First of all it tells you to connect through SSH as root, whereas we setup a VNC connection to work directly on the Raspberry Pi3b+ desktop. The downsite of that is that we have to give in ‘sudo’ in front of nearly every command we put into the command window. So we started off with;
sudo apt-get update
sudo apt-get upgrade
followed by the first real thing;
sudo apt-get install postgresql -y
sudo systemctl enable postgresql
That looked promising so we continued: (still according to the RoseHosting page)

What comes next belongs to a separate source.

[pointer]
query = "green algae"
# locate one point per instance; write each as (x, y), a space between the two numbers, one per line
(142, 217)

sudo wget -O - https://nightly.odoo.com/odoo.key | apt-key add - echo "deb http://nightly.odoo.com/12.0/nightly/deb/ ./" >> /etc/apt/sources.list.d/odoo.list
Well that was disappointing. How can that go wrong? After trying different thing like removing spaces it turns out there are two commands in this line, so;
sudo wget -O - https://nightly.odoo.com/odoo.key | apt-key add -
echo "deb http://nightly.odoo.com/12.0/nightly/deb/ ./" >> /etc/apt/sources.list.d/odoo.list
That still didn’t work, but then we tried with sudo;
sudo echo "deb http://nightly.odoo.com/12.0/nightly/deb/ ./" >> /etc/apt/sources.list.d/odoo.list
Still no luck. So a different route;
sudo su
Now, logged in as the boss of the bosses, we tried
wget -O - https://nightly.odoo.com/odoo.key | apt-key add -
echo "deb http://nightly.odoo.com/12.0/nightly/deb/ ./" >> /etc/apt/sources.list.d/odoo.list
Now that worked, so;
apt-get update
apt-get install odoo
systemctl status odoo
That reseults in something like;
● odoo.service – Odoo Open Source ERP and CRM
Loaded: loaded (/lib/systemd/system/odoo.service; enabled; vendor preset: enabled)
Active: active (running) since Wed 2018-10-10 10:59:04 CDT; 4s ago
Main PID: 10951 (odoo)
CGroup: /system.slice/odoo.service
└─10951 /usr/bin/python3 /usr/bin/odoo –config /etc/odoo/odoo.conf –logfile /var/log/odoo/odoo-server.log
Finally. But now for the configuration file;
nano /etc/odoo/odoo.conf
There we changed the admin-passwd field with a strong password;
admin_passwd = StrongPassword
(Nano writing/saving the file goes with Ctrl-O. Exiting with Ctrl-X.) Then restarting Odoo:
systemctl restart odoo
To set the options directory in odoo.conf we did;
sudo mkdir /opt/odoo/addons
sudo nano /etc/odoo/odoo.conf
In the conf file we changed the lines for the addons path to
;addons_path = /usr/lib/python3/dist-packages/odoo/addons
addons_path = /opt/odoo/addons
And the a restart;
sudoo odoo restart
Test the starting and stopping with:
sudo service odoo stop
sudo service odoo start
Now we could see Odoo 12 in all it’s glory in Chromium on the Raspberry Pi at http://localhost:8069/.
And on other machines with http://the-server-IP:8069
Next we played around with a testdatabase and tried a few of the modules. Big disappointment to find not all the modules are available in the community version, but he, what did we expect? The POS/ IoT module is only available in the Enterprise version.
But the biggest letdown of them all is trying to delete some module after using it, turns out nearly impossible. So be careful when you choose your modules!
TIme to setup some real working Odoo Community environment then.